On 14 November 2025, Constantinov resigned as president of the Gagauz parliament, citing the legislature's expiration and health reasons as the motives. His resignation came less than a month after an unannounced visit by Alexandru Musteață, then head of the Security and Intelligence Service of Moldova (SIS), to Comrat on 23 October. During the visit, he discussed "the situation of Gagauzia" with regional leadership, including the upcoming elections, with Constantinov stating afterwards that he advocated for improved dialogue between Gagauzia and the central government. Constantinov denied that his resignation was related to Musteață's visit, but Vitali Gaidarji, then manager of Laf.md, argued that it might have been arranged to "free up" dialogue between Gagauzia and Chișinău, as the Moldovan government had a reticent attitude towards Constantinov. Gaidarji also stated he believed Shor's increasing role in the region could have also been discussed during the visit. On 27 November, the People's Assembly confirmed Constantinov's decision to resign, with Nicolai Ormanji, one of the parliament's vice presidents, being elected acting successor. Some members of the assembly accused Constantinov of resigning to avoid responsibility for Gagauzia's serious problems, calling the resignation "shameful".

===Conviction and escape to Transnistria===
On 26 December 2025, Constantinov was sentenced in absentia by the Comrat Court to 12 years in prison for embezzlement of other people's wealth and forgery of accounting documents. He also received a five-year ban on holding positions similar to the one from which he committed the crimes. Between 2017 and 2020, as manager of a commercial company in Comrat, Constantinov caused the founders of the company 46 million lei in damages, having concluded fictitious contracts and bringing the company to bankruptcy. In another episode, Constantinov inflicted damages of over 600,000 lei on a founder of the same company. Of his assets, a total equivalent of 46 million lei was seized for eventual confiscation for the benefit of the injured parties. Their request to recover that same amount after the sentence became final was admitted by the judge, Igor Botezatu, on that same hearing. The criminal case against Constantinov had begun in 2023, initially on suspicion of fictitious insolvency. Prosecutors had asked for a 13-year sentence for him.
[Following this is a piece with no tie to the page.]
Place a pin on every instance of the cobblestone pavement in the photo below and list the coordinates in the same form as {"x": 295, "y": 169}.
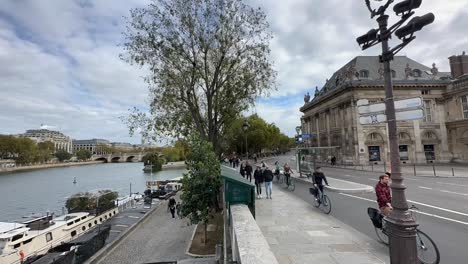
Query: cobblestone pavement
{"x": 159, "y": 238}
{"x": 298, "y": 233}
The day before his sentencing, Constantinov escaped to Moldova's unrecognized breakaway region of Transnistria. With the help of several people, and having changed his means of transport three times, he managed to deceive some institutions and arrived in the region around midday. Prior to his sentencing, he had only been prohibited from leaving Moldova; any other action would not have had legal basis without a previous court decision, with search efforts against his person being initiated only afterwards. On 30 December, Maia Sandu, the President of Moldova, requested legislative measures from the Government to prevent those convicted from escaping their sentences, as the lack of constitutional control over Transnistria made the ban on leaving Moldovan territory insufficient. Constantinov was not a unique case; the very same year, former Moldovan parliament members Irina Lozovan and Alexandr Nesterovschi also escaped before their sentences were handed down and went into hiding in Transnistria.

Constantinov made his first public statements since his sentencing on 16 February, in a video posted on social media. He stated "I don't hide it, I don't want to go to prison because of an unjust decision", rejecting the accusations against him and calling for an "independent review" of his case. He added that he had appealed the first instance ruling on 9 February. He also stated "when an economic litigation ends with 12 years in prison for a 73-year-old man, a big question arises whether this corresponds to European standards". Igor Grosu, then President of the Moldovan Parliament, declared that excusing himself with his age and fleeing to Transnistria was no argument and called on him to take responsibility and return to answer to justice.